Globally the $ was on an ascent against other major international currencies, what CBSL is doing is to go against the tide, he said.
The source further said that the ER which had a reprieve for a few days has again started to feel pressure due to import demand. This demand again grew ascendancy from last week. Import demand fuels credit growth and that causes pressure on the ER, which in turn causes pressure on interest rates, he said.
What CBSL is trying to do is to protect both the ER and interest rates, the source said.
However due to excess liquidity in the market CBSL is able to tame the tiger that is interest rates for the moment. But when the market goes short, then the problem begins, the source said.
According to available data, credit to the private sector on a year on year (YoY) basis grew by 34% to Rs. 1,730.3 billion in July.

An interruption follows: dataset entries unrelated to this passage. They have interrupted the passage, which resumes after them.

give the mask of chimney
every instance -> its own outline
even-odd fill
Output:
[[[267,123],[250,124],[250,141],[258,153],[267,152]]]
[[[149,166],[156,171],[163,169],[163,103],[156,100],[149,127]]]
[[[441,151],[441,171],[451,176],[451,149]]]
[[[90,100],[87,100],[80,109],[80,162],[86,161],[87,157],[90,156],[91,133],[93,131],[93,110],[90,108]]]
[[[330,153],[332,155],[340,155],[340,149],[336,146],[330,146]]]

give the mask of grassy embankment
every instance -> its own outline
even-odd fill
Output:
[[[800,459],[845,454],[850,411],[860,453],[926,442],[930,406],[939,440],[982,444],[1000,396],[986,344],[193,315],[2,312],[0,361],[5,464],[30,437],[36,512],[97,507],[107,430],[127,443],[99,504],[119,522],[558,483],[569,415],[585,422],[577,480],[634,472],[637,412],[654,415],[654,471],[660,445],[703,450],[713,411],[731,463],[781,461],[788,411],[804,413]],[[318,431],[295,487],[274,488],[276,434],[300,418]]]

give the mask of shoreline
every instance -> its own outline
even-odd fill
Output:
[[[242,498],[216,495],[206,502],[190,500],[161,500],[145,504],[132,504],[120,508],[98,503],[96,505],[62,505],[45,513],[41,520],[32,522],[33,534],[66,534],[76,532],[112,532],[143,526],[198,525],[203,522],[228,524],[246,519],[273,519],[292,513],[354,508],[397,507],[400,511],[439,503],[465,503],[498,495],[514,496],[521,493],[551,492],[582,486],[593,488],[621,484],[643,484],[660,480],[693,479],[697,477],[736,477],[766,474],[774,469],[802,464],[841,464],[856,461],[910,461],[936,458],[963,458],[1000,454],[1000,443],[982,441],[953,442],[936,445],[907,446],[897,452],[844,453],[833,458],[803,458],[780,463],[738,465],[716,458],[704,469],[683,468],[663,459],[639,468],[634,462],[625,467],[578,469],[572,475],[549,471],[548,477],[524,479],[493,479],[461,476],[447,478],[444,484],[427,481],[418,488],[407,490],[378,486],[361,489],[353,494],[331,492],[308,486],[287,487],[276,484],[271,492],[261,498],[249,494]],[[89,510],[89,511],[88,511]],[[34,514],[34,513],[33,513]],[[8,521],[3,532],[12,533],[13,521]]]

CBSL which resumed open market operations (OMO) in order to mop up excess liquidity from the market after a lapse of 11 months on Monday drew in Rs. 20.7 billion on Tuesday as opposed to a fractional Rs. 129 million the previous day Monday.
The market on Monday demanded a 7.20% interest from CBSL, but CBSL took only an infinitesimal amount at 7.08% giving an indication to banks that their OMO rate is 7.08% and not more than that. The banks got the message and the following day Tuesday asked for that rate and got it from CBSL, he said. Otherwise they would have had to bank their excess liquidity under CBSL’s overnight repo rate is which is a low 7%, he said. CBSL’s repo window took in Rs. 10.8 billion worth of excess liquidity on Tuesday as opposed to Rs. 39.4 billion the previous day (see also page 39).
Meanwhile the repo auction at 7.08% the following day Wednesday absorbed Rs. 27.1 billion worth of excess liquidity from the market, while the standing facility at eight basis points less, at 7%, took in a mere Rs. 2.4 billion. On Thursday the repo auction took Rs. 22,369 million while the standing facility Rs. 3,702 million. On Friday CBSL’s repo absorbed Rs. 26.071 billion and the standing facility none.
The source said that CBSL which previously lowered its one year Treasury (T) Bill rate administratively from 7.35% to 7.25% (it went up by one basis point after stagnating at 7.25% for several weeks at the September 14 auction), may now have to allow that rate to again go upto the 7.35% in the light of the OMO auction rate going at 7.08%.**
Meanwhile a CBSL source expected pressure on the ER to diminish towards the year end due to remittance inflows on account of the season coupled with tourism receipts.
A commercial banking source however said that there were more outflows than inflows at Friday’s trading, but market’s excess liquidity had put a cap on pressure for a rate rise, he said.
*It has since been depreciated by 20 Sri Lanka cents (SLc), first by 10 SLc to Rs. 110/20 on Wednesday, followed by a similar depreciation to Rs. 110.30 the following day Thursday.
** At Wednesday’s primary T bill auction the 364 day tenure (one year) went up by four basis points (bps) to 7.30%, while the 91 and 182 days went up by three and two bps to 7.14% and 7.22% respectively. In secondary market T Bond trading, T bonds of three, four and five year tenures went up by 10 bps each to 8.20%, 8.65% and 8.80% respectively, with these yields holding on the following day Thursday.